Today there are only a few dozen sworn virgins who still live in Albania, and maybe a few more in Kosovo, Serbia and Montenegro. Dones interviewed 12 of them for the documentary, ranging in age from 20-something to elderly women.
“Why live like a man?” one virgin, Lule Ivanaj, asks herself rhetorically in the documentary. “Because I value my freedom. I suppose I was ahead of my time.”
If you’re in the Baltimore area, you can see “Sworn Virgins” on Oct. 13, during the Baltimore Women’s Film Festival.

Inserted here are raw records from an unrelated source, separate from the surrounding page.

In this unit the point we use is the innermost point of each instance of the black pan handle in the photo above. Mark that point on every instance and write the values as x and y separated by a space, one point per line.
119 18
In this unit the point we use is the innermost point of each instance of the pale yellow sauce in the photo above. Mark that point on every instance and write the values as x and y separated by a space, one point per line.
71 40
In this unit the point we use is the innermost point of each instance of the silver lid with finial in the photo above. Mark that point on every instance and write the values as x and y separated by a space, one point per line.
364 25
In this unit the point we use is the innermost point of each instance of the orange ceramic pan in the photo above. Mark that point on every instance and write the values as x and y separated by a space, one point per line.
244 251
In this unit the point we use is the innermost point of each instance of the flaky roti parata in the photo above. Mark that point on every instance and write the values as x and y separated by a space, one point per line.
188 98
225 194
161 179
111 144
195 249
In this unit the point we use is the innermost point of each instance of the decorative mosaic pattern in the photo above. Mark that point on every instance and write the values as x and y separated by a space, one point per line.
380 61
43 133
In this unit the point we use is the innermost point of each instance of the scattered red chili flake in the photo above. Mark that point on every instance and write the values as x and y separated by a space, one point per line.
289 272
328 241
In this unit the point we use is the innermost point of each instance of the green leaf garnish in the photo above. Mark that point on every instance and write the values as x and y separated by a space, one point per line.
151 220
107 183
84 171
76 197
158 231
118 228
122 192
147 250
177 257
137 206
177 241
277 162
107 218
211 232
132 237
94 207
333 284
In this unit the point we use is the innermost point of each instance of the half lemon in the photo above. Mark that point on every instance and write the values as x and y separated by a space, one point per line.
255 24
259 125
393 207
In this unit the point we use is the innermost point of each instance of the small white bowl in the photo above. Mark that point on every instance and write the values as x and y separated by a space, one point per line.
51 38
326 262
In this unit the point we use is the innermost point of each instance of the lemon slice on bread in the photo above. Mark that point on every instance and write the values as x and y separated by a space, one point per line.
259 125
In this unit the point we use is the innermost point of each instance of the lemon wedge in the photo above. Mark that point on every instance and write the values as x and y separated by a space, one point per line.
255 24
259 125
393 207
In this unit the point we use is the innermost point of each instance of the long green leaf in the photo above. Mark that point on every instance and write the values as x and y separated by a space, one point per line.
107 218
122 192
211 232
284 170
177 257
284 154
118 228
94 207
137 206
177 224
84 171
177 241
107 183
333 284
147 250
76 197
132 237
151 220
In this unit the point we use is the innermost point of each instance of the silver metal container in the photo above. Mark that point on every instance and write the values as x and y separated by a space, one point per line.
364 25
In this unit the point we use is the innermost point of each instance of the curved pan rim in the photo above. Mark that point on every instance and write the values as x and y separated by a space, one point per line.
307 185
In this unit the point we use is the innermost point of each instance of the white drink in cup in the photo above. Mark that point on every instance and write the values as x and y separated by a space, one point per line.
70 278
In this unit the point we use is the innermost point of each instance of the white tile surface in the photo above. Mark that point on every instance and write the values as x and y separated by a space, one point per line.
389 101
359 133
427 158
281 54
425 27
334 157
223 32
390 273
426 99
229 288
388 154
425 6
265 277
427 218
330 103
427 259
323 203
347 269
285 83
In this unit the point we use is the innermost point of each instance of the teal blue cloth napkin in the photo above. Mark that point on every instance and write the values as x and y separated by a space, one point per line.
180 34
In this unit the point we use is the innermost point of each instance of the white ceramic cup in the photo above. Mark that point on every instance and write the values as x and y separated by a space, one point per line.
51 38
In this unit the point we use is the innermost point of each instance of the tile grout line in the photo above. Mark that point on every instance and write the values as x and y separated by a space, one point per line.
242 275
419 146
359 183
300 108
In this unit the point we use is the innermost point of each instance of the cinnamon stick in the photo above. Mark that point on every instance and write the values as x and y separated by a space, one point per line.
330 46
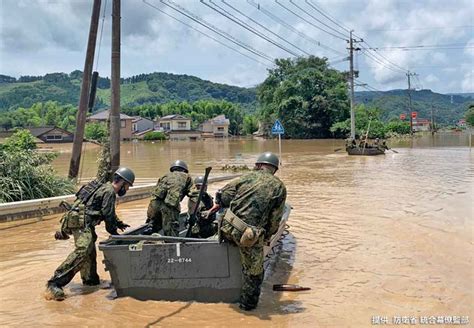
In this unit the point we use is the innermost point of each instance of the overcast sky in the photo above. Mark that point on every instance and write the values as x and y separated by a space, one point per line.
39 37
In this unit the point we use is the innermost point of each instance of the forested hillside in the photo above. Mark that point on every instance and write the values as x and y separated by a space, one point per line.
137 90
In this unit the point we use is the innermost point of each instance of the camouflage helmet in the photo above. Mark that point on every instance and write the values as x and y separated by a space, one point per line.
179 164
199 180
268 158
126 174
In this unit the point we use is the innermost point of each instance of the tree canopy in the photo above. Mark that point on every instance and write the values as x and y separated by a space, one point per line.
306 95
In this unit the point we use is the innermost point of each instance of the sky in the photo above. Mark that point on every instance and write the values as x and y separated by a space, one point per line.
45 36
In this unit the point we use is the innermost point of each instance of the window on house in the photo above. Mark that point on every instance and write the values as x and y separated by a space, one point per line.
54 137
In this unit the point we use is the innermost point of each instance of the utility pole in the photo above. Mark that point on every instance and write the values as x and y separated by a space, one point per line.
409 75
432 120
351 81
115 88
85 90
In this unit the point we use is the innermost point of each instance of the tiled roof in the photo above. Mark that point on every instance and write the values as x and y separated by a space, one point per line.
104 115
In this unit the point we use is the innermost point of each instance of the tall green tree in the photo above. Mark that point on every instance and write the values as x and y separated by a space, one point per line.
306 95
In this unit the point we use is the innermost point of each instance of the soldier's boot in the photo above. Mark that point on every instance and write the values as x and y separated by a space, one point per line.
54 292
54 287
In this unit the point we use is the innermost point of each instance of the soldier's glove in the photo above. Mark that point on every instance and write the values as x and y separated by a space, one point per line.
122 226
205 214
59 235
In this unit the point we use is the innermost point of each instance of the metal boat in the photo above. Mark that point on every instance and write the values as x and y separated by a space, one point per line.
368 151
151 267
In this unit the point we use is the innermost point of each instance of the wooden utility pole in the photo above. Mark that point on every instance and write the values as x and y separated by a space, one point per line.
85 90
115 88
409 75
351 81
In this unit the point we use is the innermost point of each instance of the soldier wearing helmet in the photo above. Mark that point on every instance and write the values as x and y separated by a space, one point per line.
164 208
95 203
204 227
254 207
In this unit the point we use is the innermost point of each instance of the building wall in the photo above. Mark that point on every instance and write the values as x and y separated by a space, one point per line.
125 128
176 125
184 136
143 125
56 136
221 130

One virgin that Dones interviews in the documentary, Shkurtan Hasanpapaj, once served as the local secretary of the Communist Party, the top office in her region. She was in charge of all the men, and though they knew the reality of her anatomy, her authority was unquestioned.
Asked if she would have felt restricted in a marriage, the virgin Ivanaj responds, “Absolutely! More like squashed than restricted. … Even when there’s love and harmony, only men have the right to decide. I want total equity or nothing.”
“I wanted to tell their stories and respect the way they told their stories,” Dones says. “I found an extreme sense of beauty in them. They are not bitter. They carry the stories with such dignity. … They are so comfortable with their role.”
But Zumbrun notes that the some of the women interviewed for the documentary are saddened by their sacrifices. They cannot ever marry or have children.
One 50-year-old woman, who took the oath as a teenager when her father died, says, “While looking at other couples, reading books, watching movies — I began to wonder: Why don’t I have a partner? Why am I acting like a man? There must have been a man out there for me.”